Yes, God has done a miracle before, he will be with us now and help us. Equally important was that they remembered the circumcision, that the shame of Egypt was passed on and the Passover, that God delivered them out of Egypt and is with them now.

It is also important for us that we keep reminding ourselves of the monuments that God has placed in our lives and that we have placed ourselves to remember. Baptism and the Lord’s Supper are of particular importance. Because in baptism we remember that our old life without Jesus is over. We have accepted Jesus’ gift of forgiveness and confessed that we belong to Him. I am a child of God, redeemed and free from guilt, part of God’s family and a citizen of heaven. Jesus instituted the Lord’s Supper so that we celebrate it again and again and remember what Jesus did on the cross. He loves me so much that he gave his own life for me. He’s with me now, even if I’m not experiencing him right now and I’m going through a deep valley. He put me in the community with other Christians who are traveling with me.

He will return one day, but until then I can know that He lives and works in me through His Spirit, helping me to take more and more of the promised land in my life. The Lord’s Supper is also an occasion to examine my relationship to Jesus and to my neighbor, to have guilt forgiven and to clean up my relationship with my fellow human beings And that’s exactly how we want to celebrate communion together.

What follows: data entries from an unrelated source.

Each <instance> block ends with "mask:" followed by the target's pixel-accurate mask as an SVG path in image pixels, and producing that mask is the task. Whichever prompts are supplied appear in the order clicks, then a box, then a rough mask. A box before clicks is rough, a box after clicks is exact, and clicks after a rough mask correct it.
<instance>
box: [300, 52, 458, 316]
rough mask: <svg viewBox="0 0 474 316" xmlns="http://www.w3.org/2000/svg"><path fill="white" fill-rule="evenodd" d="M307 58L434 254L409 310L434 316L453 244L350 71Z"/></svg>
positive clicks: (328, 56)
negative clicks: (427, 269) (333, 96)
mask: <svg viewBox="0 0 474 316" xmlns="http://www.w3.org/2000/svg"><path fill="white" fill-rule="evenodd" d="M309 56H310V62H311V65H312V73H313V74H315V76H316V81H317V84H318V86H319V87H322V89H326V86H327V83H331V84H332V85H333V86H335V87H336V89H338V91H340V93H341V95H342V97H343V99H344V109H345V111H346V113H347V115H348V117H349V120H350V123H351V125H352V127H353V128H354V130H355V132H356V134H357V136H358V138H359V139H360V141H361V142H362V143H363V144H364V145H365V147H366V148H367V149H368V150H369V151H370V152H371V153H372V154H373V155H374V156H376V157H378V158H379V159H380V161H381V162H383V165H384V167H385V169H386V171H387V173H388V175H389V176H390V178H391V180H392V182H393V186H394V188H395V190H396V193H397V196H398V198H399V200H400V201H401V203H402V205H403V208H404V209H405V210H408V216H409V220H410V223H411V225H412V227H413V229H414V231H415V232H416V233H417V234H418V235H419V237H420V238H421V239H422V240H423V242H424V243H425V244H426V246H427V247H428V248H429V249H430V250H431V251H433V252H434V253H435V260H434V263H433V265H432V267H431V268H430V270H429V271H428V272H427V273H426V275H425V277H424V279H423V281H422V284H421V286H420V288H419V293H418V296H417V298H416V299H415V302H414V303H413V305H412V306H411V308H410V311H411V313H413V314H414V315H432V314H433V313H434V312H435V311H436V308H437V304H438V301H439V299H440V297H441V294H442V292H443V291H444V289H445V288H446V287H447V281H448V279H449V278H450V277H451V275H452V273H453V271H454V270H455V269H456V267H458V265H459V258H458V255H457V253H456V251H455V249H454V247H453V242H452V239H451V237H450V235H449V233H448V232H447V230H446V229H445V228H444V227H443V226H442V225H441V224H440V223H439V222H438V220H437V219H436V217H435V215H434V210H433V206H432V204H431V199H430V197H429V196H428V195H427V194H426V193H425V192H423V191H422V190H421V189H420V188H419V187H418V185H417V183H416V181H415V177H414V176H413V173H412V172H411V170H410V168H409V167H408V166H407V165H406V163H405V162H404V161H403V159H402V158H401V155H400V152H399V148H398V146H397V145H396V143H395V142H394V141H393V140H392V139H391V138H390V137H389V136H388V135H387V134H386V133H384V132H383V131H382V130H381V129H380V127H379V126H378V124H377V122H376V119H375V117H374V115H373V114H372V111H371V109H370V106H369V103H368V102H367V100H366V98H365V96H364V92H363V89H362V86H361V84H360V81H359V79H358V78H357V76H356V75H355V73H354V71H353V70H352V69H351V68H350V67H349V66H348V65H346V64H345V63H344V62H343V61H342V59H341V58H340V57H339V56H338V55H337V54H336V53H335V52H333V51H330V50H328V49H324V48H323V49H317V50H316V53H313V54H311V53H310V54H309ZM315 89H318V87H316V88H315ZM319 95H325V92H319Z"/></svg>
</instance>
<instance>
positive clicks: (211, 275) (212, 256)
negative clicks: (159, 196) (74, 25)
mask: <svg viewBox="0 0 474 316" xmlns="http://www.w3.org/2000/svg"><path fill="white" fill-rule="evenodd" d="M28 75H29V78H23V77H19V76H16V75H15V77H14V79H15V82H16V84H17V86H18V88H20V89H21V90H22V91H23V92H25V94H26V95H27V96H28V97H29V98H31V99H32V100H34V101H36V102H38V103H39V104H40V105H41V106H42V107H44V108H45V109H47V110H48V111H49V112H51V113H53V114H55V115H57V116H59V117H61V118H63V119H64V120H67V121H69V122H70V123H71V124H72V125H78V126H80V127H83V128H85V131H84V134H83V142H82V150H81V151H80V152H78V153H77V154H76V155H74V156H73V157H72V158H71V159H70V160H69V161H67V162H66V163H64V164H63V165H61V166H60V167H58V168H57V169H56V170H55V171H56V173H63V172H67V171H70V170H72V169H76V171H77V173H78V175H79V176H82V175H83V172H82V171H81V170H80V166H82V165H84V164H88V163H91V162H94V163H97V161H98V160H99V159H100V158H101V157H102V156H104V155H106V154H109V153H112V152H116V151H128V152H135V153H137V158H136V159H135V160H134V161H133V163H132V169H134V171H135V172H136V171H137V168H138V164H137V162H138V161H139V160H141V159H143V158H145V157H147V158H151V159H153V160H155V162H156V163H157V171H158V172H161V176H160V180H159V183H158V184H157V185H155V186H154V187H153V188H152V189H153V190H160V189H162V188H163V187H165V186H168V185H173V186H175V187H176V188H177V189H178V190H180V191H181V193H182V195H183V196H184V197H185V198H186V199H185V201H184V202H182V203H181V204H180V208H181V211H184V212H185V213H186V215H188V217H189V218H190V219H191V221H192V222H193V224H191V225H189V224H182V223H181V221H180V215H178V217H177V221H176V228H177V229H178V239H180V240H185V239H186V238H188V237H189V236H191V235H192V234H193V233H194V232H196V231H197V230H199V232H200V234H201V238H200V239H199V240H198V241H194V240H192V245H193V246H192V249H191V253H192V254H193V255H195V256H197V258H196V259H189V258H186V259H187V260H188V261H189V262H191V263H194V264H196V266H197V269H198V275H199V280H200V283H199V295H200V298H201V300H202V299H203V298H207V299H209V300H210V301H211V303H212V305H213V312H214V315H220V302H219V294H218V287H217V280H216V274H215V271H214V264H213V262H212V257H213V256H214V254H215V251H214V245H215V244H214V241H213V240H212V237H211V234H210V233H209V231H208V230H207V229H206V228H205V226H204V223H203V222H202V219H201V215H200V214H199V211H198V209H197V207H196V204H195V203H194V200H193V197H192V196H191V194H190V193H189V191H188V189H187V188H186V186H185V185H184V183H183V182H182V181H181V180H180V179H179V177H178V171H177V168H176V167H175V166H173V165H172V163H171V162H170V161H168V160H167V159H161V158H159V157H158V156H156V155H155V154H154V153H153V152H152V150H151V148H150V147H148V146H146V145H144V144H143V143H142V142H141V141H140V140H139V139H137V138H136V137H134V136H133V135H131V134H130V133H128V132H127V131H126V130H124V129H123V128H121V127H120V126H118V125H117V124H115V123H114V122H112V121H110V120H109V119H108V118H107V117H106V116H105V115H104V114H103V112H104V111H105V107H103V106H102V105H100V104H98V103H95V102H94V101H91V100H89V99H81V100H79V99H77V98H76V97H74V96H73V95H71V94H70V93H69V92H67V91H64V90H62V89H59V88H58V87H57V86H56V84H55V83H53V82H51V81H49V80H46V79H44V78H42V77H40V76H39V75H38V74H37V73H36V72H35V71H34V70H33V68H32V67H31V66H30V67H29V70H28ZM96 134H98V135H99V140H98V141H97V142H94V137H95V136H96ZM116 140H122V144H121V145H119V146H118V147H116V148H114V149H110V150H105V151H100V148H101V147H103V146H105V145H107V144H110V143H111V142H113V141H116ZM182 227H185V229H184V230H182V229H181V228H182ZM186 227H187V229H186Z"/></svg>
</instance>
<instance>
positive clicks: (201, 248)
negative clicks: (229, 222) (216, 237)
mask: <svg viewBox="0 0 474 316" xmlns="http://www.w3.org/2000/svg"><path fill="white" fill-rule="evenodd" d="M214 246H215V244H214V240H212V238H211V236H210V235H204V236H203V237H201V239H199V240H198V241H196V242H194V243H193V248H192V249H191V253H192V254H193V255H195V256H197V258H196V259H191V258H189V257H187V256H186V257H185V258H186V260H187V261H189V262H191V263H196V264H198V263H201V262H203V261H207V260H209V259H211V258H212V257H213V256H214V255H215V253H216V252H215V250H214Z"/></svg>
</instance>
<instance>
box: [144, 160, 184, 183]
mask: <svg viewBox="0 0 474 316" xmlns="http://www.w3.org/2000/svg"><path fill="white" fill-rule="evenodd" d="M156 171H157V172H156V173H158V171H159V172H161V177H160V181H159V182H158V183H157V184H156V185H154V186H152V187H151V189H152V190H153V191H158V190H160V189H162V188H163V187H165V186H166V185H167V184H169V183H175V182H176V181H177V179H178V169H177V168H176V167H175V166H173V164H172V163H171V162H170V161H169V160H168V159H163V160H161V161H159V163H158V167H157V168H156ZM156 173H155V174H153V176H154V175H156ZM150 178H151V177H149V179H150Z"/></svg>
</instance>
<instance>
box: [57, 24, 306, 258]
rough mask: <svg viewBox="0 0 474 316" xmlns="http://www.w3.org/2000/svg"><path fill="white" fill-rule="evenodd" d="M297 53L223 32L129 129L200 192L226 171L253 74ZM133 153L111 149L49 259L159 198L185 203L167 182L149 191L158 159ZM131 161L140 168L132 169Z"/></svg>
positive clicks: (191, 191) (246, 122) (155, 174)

But before that we want to worship God with songs for what he has done and we also want to use this time to let God speak to us where he wants to encourage us, where he might want to show you that there is something else that is you carry around with you what God has long since passed on to you and you can let go today, when you can ask for his help and support, when you can become aware of his love again, or also when God wants to correct you and wants you to cut things out in your life that don’t fit with a life with Jesus and prevent you from experiencing victory in your life.